Some crypto market analysts are highlighting the potential for a green first week on the crypto markets in January as part of what economist and trader Alex Krüger calls the “first week of the year effect.”
In 2021, BTC grew from $28,653 to $41,441 in the first week of January.
When asked what had happened in previous years, Krüger replied, “Tbf only 2020 and 2021 matter, different markets, so do with those two data points as you will.”
Still expect a strong crypto up market in early Jan driven by fund inflows. Then risk-off ahead of the next FOMC (Jan/26) if the next inflation print comes in too hot (Jan/12).— Alex Krüger (@krugermacro) December 28, 2021
His optimistic outlook for early January comes from his expectation of strong “fund inflows,” which appears to be in line with the sentiments of Real Vision CEO Raoul Pal. Pal said in a YouTube interview on Monday that he believed the sell-offs on Bitcoin were finished and that January would have a strong start as institutional capital gets reinvested in the market.
ExoAlpha chief investment officer David Lifchitz believes institutions are still selling even with less than 24 hours remaining in 2021 in order to lock in tax losses. It’s possible that a January first week rebound could be correlated with the phenomenon.
Fintech and wealth management firm deVere Group CEO Nigel Green believes that December has shaped up as Bitcoin’s worst monthly showing since May of 2021 due to what he calls “panic sellers practically giving away their cryptocurrencies to wealthy buyers.”
He is bullish on the largest cryptocurrency by market capitalization for the long term, however. Green feels that Bitcoin can protect investors from global inflation and that “borderless, global, decentralized currencies are the future.”
Not everyone is bullish on crypto in 2022, however.

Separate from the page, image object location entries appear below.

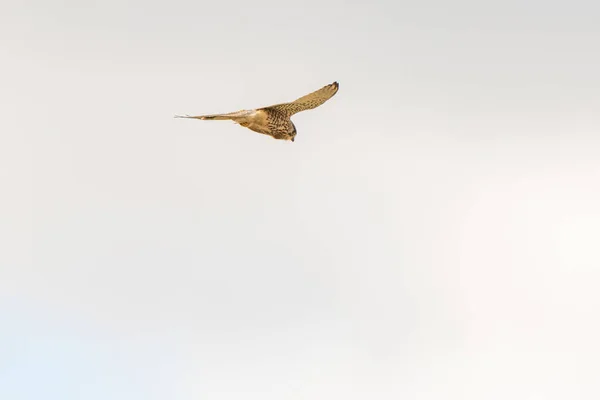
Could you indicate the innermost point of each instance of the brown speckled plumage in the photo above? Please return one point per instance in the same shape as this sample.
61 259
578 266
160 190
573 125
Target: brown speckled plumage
275 120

Carol Alexander, professor of finance at Sussex University, told CNBC that BTC could tank as far down as $10,000 in 2022. She is a skeptic, however, who believes that BTC has no fundamental value and that it has already reached its peak this cycle.
A more informed take comes from Todd Lowenstein, chief equity strategist of Union Bank. His view is that “Goldilocks conditions,” such as the COVID financial stimulus packages and low-interest rates that benefited high asset prices, are coming to an end, which will have a significant negative impact on BTC and traditional markets in 2022.
“Goldilocks conditions are ending and the liquidity tide is receding which will disproportionately harm overvalued asset classes and speculative areas of the market including cryptocurrencies.”